Hear our first Egyptian joke. The Jordanians employ a large number of guest workers and treat the Egyptians with what seems the same slightly condescending but fond humour as the English do their neighbours. The village is "booming" - two barbers, a bread shop and even a cafe selling felafel. The road around the south side has been transformed into a dual carriageway to nowhere complete with roundabout and monument, and the council has had the old Roman reservoir cleared out to try to trap water in winter.
Monday
By 6am we are on the road driving straight into the rising sun for the first stage in our search for sites. The starting point is close to the frontier with Syria and our noisy arrival over a rocky track at a little house with an armoured personnel carrier at the door eventually brings out a couple of sleepy and tousle-headed soldiers. They seemed unsurprised and leave us to begin recording the graffiti scratched on the nearby rocks by their ancestors 2,000 years ago.

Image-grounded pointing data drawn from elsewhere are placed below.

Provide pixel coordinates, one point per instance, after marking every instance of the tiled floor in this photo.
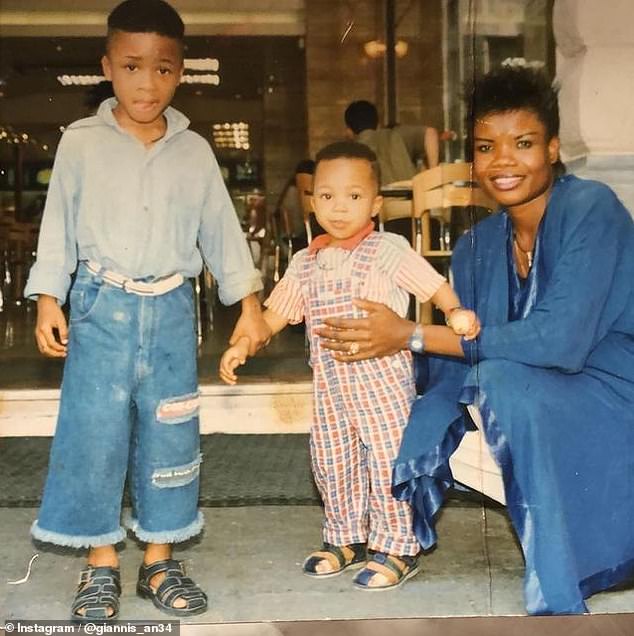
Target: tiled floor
(248, 559)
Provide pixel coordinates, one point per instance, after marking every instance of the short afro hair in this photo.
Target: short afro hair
(510, 88)
(360, 116)
(349, 150)
(146, 16)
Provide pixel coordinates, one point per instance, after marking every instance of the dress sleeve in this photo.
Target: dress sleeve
(567, 323)
(286, 299)
(409, 270)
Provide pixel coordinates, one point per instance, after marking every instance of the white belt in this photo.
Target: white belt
(154, 288)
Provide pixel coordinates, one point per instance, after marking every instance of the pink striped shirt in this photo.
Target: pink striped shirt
(397, 272)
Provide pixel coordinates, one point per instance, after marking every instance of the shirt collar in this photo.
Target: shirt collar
(176, 121)
(324, 240)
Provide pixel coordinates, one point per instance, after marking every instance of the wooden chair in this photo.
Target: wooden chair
(304, 184)
(437, 193)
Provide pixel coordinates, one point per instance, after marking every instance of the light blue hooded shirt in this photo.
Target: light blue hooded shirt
(139, 212)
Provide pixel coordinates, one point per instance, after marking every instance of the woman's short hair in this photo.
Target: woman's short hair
(509, 88)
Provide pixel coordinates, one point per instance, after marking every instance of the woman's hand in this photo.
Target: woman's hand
(382, 332)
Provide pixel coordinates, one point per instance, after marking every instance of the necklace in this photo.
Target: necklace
(527, 253)
(336, 260)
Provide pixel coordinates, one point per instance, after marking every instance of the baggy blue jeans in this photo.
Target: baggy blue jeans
(129, 407)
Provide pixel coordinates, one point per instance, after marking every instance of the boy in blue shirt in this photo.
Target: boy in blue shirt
(136, 201)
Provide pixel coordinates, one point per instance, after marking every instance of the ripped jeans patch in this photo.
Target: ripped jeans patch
(176, 475)
(178, 409)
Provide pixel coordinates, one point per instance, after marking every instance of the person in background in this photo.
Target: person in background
(360, 410)
(551, 374)
(402, 151)
(135, 203)
(97, 94)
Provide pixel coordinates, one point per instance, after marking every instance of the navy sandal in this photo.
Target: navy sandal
(396, 569)
(340, 558)
(176, 585)
(97, 597)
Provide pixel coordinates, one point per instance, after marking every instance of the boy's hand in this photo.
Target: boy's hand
(251, 325)
(50, 318)
(464, 322)
(232, 358)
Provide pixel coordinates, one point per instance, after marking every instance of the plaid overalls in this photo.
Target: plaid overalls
(360, 411)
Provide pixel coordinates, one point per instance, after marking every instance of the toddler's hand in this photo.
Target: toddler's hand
(464, 322)
(232, 358)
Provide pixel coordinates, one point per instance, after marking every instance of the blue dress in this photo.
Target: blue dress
(552, 374)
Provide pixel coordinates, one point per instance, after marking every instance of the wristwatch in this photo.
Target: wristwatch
(416, 342)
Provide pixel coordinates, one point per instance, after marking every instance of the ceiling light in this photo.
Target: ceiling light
(376, 48)
(92, 80)
(203, 78)
(201, 64)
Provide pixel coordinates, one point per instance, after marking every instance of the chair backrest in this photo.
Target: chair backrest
(437, 190)
(304, 184)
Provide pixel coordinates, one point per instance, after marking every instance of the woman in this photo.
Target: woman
(552, 372)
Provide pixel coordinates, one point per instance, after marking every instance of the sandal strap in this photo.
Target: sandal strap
(98, 591)
(175, 585)
(169, 566)
(391, 562)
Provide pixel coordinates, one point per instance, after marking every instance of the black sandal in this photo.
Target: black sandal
(97, 594)
(335, 556)
(175, 585)
(396, 569)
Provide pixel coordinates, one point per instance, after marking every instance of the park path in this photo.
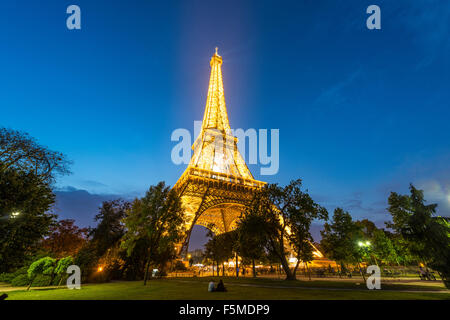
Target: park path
(318, 288)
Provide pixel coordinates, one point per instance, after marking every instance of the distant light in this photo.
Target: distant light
(15, 214)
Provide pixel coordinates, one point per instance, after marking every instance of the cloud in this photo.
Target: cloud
(333, 95)
(80, 205)
(429, 25)
(437, 192)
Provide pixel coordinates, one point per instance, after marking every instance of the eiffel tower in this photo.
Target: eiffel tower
(217, 183)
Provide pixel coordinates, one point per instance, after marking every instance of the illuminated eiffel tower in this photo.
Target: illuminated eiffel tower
(217, 183)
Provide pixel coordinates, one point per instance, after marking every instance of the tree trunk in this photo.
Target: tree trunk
(31, 281)
(362, 273)
(237, 266)
(287, 270)
(309, 271)
(147, 266)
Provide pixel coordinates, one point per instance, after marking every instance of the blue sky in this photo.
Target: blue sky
(361, 112)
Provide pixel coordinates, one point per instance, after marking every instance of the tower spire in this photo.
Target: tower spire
(215, 116)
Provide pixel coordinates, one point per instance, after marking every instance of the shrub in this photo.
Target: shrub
(20, 281)
(41, 280)
(6, 277)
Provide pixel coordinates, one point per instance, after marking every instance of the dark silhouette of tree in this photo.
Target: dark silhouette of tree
(65, 239)
(285, 215)
(24, 218)
(340, 237)
(251, 242)
(19, 151)
(428, 235)
(157, 219)
(110, 226)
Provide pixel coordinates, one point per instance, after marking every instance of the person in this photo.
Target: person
(422, 273)
(211, 286)
(220, 287)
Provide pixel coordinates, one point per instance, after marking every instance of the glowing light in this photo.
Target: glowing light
(15, 214)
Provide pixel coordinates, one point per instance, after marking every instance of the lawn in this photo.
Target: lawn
(247, 289)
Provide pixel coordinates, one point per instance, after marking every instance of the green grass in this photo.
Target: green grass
(192, 288)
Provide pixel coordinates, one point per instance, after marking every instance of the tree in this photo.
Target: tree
(44, 266)
(220, 248)
(65, 238)
(428, 235)
(285, 215)
(250, 240)
(110, 228)
(339, 237)
(20, 152)
(24, 218)
(156, 219)
(61, 267)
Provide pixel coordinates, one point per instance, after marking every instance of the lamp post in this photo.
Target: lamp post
(364, 247)
(15, 214)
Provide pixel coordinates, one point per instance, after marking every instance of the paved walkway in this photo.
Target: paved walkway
(230, 284)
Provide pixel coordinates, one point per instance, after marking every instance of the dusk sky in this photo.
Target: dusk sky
(361, 112)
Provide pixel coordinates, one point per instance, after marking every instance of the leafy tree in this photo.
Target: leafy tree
(250, 242)
(65, 238)
(20, 152)
(45, 266)
(285, 215)
(110, 228)
(428, 235)
(61, 267)
(220, 248)
(382, 247)
(339, 238)
(157, 219)
(24, 221)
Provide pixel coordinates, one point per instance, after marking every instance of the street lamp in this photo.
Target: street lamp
(364, 245)
(15, 214)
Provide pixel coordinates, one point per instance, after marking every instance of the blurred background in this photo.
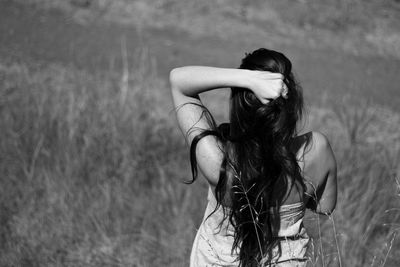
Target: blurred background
(91, 159)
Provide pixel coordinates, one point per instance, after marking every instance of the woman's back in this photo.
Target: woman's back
(214, 240)
(262, 177)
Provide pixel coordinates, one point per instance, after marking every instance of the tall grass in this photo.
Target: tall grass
(91, 168)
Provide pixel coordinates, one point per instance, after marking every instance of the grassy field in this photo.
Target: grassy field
(92, 164)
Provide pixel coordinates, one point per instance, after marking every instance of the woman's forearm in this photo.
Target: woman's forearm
(193, 80)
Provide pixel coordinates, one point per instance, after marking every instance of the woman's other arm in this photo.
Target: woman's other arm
(321, 172)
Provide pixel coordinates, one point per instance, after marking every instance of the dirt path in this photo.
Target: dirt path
(31, 35)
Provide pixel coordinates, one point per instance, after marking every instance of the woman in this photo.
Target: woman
(261, 174)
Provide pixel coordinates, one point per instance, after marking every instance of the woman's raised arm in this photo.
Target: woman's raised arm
(186, 85)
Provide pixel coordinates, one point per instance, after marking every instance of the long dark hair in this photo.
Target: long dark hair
(259, 167)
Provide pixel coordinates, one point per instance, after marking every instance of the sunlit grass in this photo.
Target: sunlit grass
(91, 170)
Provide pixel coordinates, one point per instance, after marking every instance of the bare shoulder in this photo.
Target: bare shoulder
(316, 156)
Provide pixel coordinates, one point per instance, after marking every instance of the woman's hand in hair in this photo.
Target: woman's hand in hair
(266, 85)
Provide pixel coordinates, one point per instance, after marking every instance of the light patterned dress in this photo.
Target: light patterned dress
(213, 245)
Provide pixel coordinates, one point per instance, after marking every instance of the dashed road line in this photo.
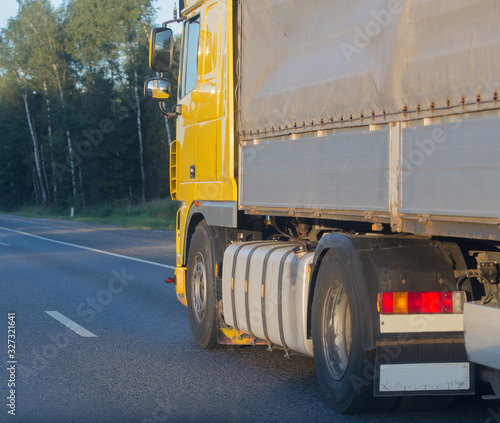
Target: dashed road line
(75, 327)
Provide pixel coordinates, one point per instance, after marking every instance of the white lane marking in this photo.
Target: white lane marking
(75, 327)
(90, 249)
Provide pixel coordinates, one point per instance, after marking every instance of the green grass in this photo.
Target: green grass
(158, 214)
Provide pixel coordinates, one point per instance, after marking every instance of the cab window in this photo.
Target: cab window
(189, 72)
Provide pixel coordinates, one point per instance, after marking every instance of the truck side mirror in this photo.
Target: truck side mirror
(157, 89)
(161, 49)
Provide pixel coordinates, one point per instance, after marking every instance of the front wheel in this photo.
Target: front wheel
(201, 290)
(345, 371)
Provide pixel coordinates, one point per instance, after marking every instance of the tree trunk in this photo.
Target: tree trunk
(139, 131)
(68, 134)
(35, 146)
(52, 161)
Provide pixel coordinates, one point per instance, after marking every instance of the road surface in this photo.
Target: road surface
(99, 337)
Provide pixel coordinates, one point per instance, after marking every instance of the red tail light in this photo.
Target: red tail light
(421, 302)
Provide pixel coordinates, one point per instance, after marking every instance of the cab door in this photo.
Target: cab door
(197, 126)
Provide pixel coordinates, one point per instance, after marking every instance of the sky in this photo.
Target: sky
(164, 7)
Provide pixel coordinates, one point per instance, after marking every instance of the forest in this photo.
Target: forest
(75, 129)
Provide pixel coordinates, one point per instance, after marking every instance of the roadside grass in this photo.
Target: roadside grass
(157, 214)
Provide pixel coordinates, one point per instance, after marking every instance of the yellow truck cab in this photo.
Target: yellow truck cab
(338, 167)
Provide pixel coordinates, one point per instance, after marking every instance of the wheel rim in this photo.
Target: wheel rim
(199, 287)
(337, 333)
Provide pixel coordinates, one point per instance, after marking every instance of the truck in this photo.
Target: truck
(338, 169)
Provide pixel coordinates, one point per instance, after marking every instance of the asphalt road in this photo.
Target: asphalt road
(137, 361)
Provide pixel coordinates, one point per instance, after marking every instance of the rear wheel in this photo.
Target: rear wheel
(201, 290)
(345, 371)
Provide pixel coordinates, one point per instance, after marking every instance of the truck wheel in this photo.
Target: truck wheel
(345, 371)
(200, 289)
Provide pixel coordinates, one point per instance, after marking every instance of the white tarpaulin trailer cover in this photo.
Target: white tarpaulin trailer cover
(323, 62)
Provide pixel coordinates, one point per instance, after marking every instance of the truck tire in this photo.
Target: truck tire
(345, 371)
(201, 290)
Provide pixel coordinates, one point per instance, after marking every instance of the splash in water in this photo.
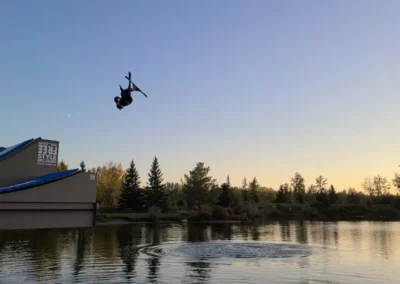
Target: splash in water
(221, 249)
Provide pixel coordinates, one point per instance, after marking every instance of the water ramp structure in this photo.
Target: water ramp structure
(33, 194)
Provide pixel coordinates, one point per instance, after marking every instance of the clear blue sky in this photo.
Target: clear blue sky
(251, 88)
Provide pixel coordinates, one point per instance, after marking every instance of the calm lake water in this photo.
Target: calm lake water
(290, 252)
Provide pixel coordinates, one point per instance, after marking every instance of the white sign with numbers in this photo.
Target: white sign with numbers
(47, 154)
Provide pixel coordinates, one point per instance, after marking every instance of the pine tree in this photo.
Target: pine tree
(132, 196)
(224, 199)
(332, 195)
(253, 190)
(156, 191)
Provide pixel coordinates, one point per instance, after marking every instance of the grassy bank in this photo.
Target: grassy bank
(273, 211)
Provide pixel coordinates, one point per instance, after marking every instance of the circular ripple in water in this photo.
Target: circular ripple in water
(230, 250)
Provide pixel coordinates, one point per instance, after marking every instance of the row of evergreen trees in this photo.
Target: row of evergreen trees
(138, 198)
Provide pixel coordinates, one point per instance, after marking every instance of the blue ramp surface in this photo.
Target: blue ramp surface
(39, 181)
(10, 150)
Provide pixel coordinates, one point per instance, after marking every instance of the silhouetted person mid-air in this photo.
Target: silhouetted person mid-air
(126, 95)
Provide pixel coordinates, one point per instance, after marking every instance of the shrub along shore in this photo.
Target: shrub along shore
(199, 198)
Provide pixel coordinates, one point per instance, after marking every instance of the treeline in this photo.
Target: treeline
(123, 191)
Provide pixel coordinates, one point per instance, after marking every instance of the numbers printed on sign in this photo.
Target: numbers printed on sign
(47, 153)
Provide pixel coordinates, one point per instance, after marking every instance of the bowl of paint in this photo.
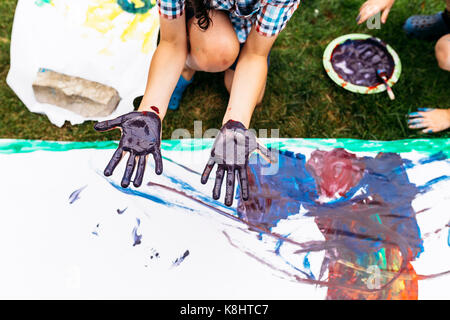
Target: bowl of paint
(352, 62)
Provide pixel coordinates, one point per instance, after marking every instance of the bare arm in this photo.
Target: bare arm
(167, 63)
(249, 78)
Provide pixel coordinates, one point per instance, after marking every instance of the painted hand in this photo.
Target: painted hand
(141, 136)
(231, 151)
(430, 120)
(372, 7)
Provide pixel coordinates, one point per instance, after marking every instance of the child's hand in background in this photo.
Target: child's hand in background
(372, 7)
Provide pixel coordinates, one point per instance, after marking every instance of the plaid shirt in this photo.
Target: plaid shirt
(268, 16)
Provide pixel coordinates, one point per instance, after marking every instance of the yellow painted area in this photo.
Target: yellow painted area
(102, 16)
(138, 3)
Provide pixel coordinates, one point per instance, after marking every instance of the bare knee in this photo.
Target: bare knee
(216, 56)
(443, 52)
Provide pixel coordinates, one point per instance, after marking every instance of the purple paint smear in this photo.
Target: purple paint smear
(137, 237)
(179, 260)
(74, 196)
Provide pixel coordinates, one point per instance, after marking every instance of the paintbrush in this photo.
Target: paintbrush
(383, 76)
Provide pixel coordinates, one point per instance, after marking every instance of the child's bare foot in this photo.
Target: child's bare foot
(430, 120)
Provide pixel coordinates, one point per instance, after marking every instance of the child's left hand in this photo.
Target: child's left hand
(231, 151)
(372, 7)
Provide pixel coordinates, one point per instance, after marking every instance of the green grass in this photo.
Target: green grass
(300, 99)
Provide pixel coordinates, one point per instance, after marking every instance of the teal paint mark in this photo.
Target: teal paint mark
(424, 146)
(40, 3)
(130, 7)
(25, 146)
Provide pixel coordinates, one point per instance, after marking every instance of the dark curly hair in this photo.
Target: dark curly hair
(201, 12)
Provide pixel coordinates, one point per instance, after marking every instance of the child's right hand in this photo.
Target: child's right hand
(372, 7)
(141, 136)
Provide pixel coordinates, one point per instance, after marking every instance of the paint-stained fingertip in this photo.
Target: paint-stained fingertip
(137, 185)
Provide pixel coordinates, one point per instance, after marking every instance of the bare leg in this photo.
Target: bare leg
(430, 120)
(228, 79)
(443, 52)
(214, 49)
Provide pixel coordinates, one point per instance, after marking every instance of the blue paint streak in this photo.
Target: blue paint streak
(440, 156)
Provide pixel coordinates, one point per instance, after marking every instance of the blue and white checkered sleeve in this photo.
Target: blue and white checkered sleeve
(274, 16)
(170, 9)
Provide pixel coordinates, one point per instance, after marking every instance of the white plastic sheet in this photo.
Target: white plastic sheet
(93, 39)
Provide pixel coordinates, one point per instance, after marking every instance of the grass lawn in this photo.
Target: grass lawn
(300, 99)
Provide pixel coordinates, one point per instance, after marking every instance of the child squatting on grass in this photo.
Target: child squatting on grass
(429, 27)
(234, 36)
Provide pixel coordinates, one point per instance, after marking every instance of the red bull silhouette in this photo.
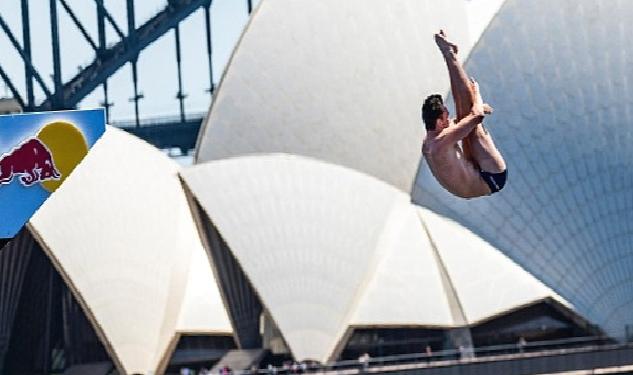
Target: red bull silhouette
(32, 160)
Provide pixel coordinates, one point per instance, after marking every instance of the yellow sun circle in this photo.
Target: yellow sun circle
(67, 146)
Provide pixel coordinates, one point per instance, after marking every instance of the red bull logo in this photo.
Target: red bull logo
(32, 161)
(38, 152)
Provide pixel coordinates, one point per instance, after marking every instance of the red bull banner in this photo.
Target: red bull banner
(38, 151)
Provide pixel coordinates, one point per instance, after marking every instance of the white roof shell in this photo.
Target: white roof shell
(340, 81)
(121, 234)
(327, 248)
(560, 80)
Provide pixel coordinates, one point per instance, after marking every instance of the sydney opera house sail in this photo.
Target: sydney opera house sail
(559, 75)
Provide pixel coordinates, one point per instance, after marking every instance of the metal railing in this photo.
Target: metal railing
(451, 356)
(160, 120)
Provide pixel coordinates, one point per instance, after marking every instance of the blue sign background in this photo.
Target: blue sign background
(18, 202)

Those same ancestors would have been perplexed by the modern frontier nearby: not so much the towers, which were a feature of Roman military control, too, but the great earth bank and the minefield. The latter is what keeps us away from a rather nice site.
Tuesday
The Bedouin family whose upper floor and roof we are renting have overcome their initial reserve after many cheery greetings filtered through a Glasgow brogue. Invitations to sit on their doorstep and sip numerous little glasses of piping hot tea stiff with sugar has led to a blossoming of their curiosity. "Why is Lorna wearing so many rings through her ears and nose?" "Should not Lorraine be at home with the several children she must surely have at her age?" "Is that really English Bob is speaking?" Phil is happy to give them answers which, while not entirely truthful, delight the family. The Bedouin view us with friendly amazement. They employ Egyptians to do the dirty manual labour. We fly in at great expense, get filthy doing the work ourselves and live in semi-squalor surrounded by evidently expensive equipment.
Wednesday
The survey over for the day and pottery washing complete, we are alerted to something big on the way by the striking orange colour of the distant horizon. The Bedouin of Umm el-Quttein know what it is and are battening down. We watch in amazement as a solid wall of sandy dust works north filling the sky from ground to cloud and gradually blotting out the houses around as we are closed in for an hour. We can hardly believe how much manages to get through our closed windows.
Thursday
After a flat tyre delays our start we divert our attention to closer sites. Bob and Frank are dropped off at the ruined Roman temple on the highest point of the extinct volcano near the village. An hour of clearing rocks to let them plan the site better is halted when they discover the source of the increasingly ripe aroma, a (relatively) recent Bedouin burial under the rocks. A happier sight when we return to the house is the owner's two-year-old grand-daughter sitting cross-legged beside a large aluminium pan delightedly squeezing tomato paste between her little brown fingers.
Friday
The holiday, so a lie-in till 6am and then we are all off, bowling along asphalt roads or desert tracks crammed into the cab or roasting in the back of the pick-up. A busman's holiday, of course. A tour of Qasr el-Hallabat ("Desert Castles") was pure nostalgia for me as I recollected its far greater isolation in 1978 when Julie and I pitched our tents for three weeks in the bottom of the dry Roman reservoir just as the Princeton expedition had done in 1905. There is now a heli-pad beside what was once a meaningful sign giving improbable distances to London and Sydney across featureless hills.
David Kennedy teaches ancient history and classical archaeology at the University of Western Australia.